UNITED NATIONS — The U.N. Security Council voted by a narrow margin Thursday to extend an arms embargo on South Sudan and a travel ban and financial sanctions for targeted individuals for a year.
For a resolution to be approved by the 15-member council, it needs at least nine “yes” votes and no veto by a permanent member. The vote on the U.S.-drafted resolution on South Sudan sanctions was 10-0 with China, Russia, India, Kenya and Gabon abstaining.
South Sudan has repeatedly called for the arms embargo to be lifted, and the five countries that abstained expressed opposition to the sanctions.
But earlier this month, the U.N. panel of experts monitoring sanctions against South Sudan recommended that the Security Council extend the arms embargo because of “persistent cease-fire violations” and intensifying violence in the country’s regions.
The experts said the government’s purchase of approximately 25 new armored personnel carriers for the police, shown in a March photograph, was a violation of the U.N. arms embargo.
Stressing that conditions for millions of civilians “are getting worse,” the panel said violence, floods and displacement have created “unprecedented levels of food insecurity across much of the country.”
It cited the U.N. World Food Program’s warning in March that South Sudan was facing its “worst hunger crisis ever,” with some 8.3 million people needing food and 1.4 million children “acutely malnourished” as of December.
China’s U.N. Ambassador Zhang Jun countered the experts and resolution’s supporters saying the world’s newest nation, which has gone through a decade of war, “has a poor and weak foundation and it needs constructive support, not pressure by sanctions, from the international community.”
He noted that the African Union and the East African regional group IGAD have long opposed “the council’s punishment of this youngest brother of Africa.” South Sudan’s problems need to be addressed through political means, stressing that in many cases “pressure by sanctions is not only ineffective, but also restricts the ability of the government of South Sudan to build security capacity in protecting civilians,” he said.

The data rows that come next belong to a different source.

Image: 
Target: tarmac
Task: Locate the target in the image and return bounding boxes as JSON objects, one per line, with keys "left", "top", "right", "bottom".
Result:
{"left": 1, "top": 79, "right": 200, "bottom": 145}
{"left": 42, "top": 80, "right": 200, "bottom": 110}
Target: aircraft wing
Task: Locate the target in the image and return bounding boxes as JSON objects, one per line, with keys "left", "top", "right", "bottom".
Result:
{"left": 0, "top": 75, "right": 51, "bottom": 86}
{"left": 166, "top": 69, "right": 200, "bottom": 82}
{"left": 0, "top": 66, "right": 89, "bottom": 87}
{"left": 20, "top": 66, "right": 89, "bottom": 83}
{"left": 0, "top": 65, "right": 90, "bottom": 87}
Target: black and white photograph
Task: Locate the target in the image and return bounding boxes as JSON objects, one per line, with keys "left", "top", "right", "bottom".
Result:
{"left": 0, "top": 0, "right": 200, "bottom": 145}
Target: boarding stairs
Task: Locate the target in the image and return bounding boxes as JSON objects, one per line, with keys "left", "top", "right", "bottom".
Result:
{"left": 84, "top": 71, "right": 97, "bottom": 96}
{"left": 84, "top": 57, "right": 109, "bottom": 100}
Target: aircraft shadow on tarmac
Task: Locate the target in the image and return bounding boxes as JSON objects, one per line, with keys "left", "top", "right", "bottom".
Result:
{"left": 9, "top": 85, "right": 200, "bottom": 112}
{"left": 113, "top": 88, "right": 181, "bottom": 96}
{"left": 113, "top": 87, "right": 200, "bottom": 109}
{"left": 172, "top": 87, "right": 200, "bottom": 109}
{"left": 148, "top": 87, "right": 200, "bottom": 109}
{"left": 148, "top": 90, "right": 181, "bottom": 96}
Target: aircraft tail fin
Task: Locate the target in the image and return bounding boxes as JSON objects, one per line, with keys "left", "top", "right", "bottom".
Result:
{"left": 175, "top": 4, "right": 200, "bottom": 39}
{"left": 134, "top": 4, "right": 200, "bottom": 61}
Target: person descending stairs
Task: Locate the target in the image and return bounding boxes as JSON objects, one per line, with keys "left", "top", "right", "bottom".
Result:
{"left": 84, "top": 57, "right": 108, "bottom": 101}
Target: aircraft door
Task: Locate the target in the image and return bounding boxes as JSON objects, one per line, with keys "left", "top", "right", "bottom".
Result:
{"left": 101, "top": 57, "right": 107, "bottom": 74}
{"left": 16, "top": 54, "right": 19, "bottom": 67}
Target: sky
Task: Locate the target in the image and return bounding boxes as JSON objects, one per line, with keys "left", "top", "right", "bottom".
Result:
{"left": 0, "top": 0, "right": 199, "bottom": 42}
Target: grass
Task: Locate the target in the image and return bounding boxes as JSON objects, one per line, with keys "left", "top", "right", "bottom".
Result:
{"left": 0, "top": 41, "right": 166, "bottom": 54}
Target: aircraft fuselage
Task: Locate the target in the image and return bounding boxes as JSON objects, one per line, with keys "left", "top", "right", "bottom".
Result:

Russia’s deputy U.N. ambassador Anna Evstigneeva said Moscow is not “trying to downplay the situation in this young country which still has to overcome many challenges.” But she said the government has made “certain progress” and it needs today “to work on forming its armed forces.”
Kenya’s deputy U.N. ambassador Michael Kiboino said his country abstained because the council didn’t lift the arms embargo and targeted sanctions as the AU and IGAD called for, and the council didn’t make a commitment to progressively lift the measures.
“We believe that the arms embargo and targeted sanctions have not been effective tools in support of the South Sudan peace process,” he said.
There were high hopes when oil-rich South Sudan gained independence from Sudan in 2011 after a long conflict. But the country slid into civil war in December 2013 largely based on ethnic divisions when forces loyal to President Salva Kiir battled those loyal to Vice President Riek Machar.
Tens of thousands of people were killed in the war, which ended with a 2018 peace agreement that brought Kiir and Machar together in a government of national unity. There were still challenges, such as the failure of the government to carry out promised reforms.
The resolution adopted Thursday recognizes that the permanent cease-fire was upheld in most parts of the country by the parties, but it reiterates the Security Council’s “alarm and deep concern regarding the political, security, economic, and humanitarian crisis in South Sudan.”
It strongly condemns continued fighting in the country and emphasizes that “there can be no military solution to the situation in South Sudan.”
The resolution also strongly condemns “past and ongoing human rights violations and abuses and violations of international humanitarian law, including the alarming surge in conflict-related sexual violence.”
It extends the arms embargo and sanctions until May 31, 2023, and the mandate for the panel of experts until July 1, 2023.